"Nah man, you should just install this terminal app and memorize 500 shortcuts to go back one directory"

  • AlkaliMarxist
    ·
    edit-2
    1 year ago

    The "root user" concept is so bad for security, and the first thing a new user learns is "if something doesn't work, try it with sudo". You figure that out before you even know what sudo does.

    • hes_fired [none/use name]
      ·
      1 year ago

      Its a terrible model. honestly, the existing Unix/ring(n) model and the windows user model don't work for modern, single-user devices.but do much hardware and software architecture is built around it that it's hard to switch at this point

      • blobjim [he/him]
        ·
        1 year ago

        I feel like Microsoft is also just incredibly lazy. I think they could come up with a way to do sandboxing in at least a migratable way (so still-maintained applications can opt-into it) like they sorta tried with UWP, but there's just no money in it. Plus they do security consulting stuff so it's not like vulnerable software hurts their profits much.

    • Shoegazer [he/him]
      hexagon
      ·
      1 year ago

      I mean this is also how it works in Windows with Admin mode, but I think I've had to use sudo to do many more things than I had to use admin in windows.

      • AlkaliMarxist
        ·
        1 year ago

        Yeah, Windows uses the same flawed permissions model but in Unix so many tasks require root access. It reminds me of Vista's UAC implementation where it prompted for admin access so often a lot of people just turned it off.

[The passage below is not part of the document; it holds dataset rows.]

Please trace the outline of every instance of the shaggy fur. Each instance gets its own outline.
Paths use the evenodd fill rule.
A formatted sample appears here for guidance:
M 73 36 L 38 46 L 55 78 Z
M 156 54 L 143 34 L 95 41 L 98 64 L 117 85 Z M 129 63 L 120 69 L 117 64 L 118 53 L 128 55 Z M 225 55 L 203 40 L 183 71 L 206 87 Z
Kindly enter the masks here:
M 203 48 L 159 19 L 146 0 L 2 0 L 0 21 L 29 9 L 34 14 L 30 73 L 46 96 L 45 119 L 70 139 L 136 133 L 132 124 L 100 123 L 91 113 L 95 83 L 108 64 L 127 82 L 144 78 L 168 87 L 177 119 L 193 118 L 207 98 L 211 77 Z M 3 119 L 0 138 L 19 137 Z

        • silent_water [she/her]
          ·
          1 year ago

          it's because most distributions don't build and install packages with user permissions. check out home-manager for a fix to this.

          • AlkaliMarxist
            ·
            1 year ago

            Thanks for the recommendation, I might give this a go.

            Based on the description on their github page, this isn't really mature enough to help the non-technical user who's copy pasting sudo commands though.

            • silent_water [she/her]
              ·
              1 year ago

              yeah, it's just a new model we could use and I'd like to see something similar get adopted by most distros.

    • silent_water [she/her]
      ·
      1 year ago

      "this doesn't work, try it with sudo" is a recipe for bricking your machine.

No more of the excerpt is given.